Overfitting and Unfitting
Over-fitting phenomenon: The performance of the model in leaving validation data always reaches its peak after several rounds, and then begins to decline.
Unfitting phenomenon: The less the loss of training data, the less the loss of testing data.
Concepts of optimization and generalization
Optimizing: Adjusting the model to get the best performance on training data
Generalization: It refers to the performance of trained models on unprecedented data. The purpose of machine learning is, of course, to get good generalization.

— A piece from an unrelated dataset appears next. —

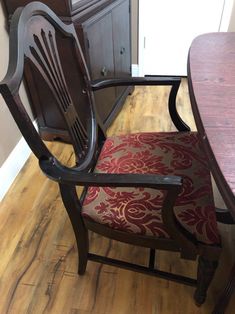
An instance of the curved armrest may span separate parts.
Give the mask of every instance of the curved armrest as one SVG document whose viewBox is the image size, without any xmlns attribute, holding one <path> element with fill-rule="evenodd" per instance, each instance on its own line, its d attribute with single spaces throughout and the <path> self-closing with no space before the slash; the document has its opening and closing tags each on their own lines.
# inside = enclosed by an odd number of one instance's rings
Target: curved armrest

How to Solve the Problem of Overfitting
- The best solution is to get more training data.
- The sub-optimal solution is regularization: adjusting the amount of information that the model allows to store (constraining the amount of information that the model allows to store)
The main regularization methods are:
- Reduce network size
- Adding Weight Regularization
- Add dropout regularization
Reduce network size
The simplest way to prevent over-fitting is to reduce the size of the model, that is, to reduce the number of learnable parameters in the model (which is determined by the number of layers and the number of units in each layer). In fact, the principle of this method is to reduce the capacity of parameters.
Why is this possible?
For example, a model with 500,000 binary parameters can easily learn the categories corresponding to all the digits in the MNIST training set - we only need 50,000 digits each corresponding to 10 binary parameters. But this model is useless for the classification of new digital samples. There is no good generalization for new data.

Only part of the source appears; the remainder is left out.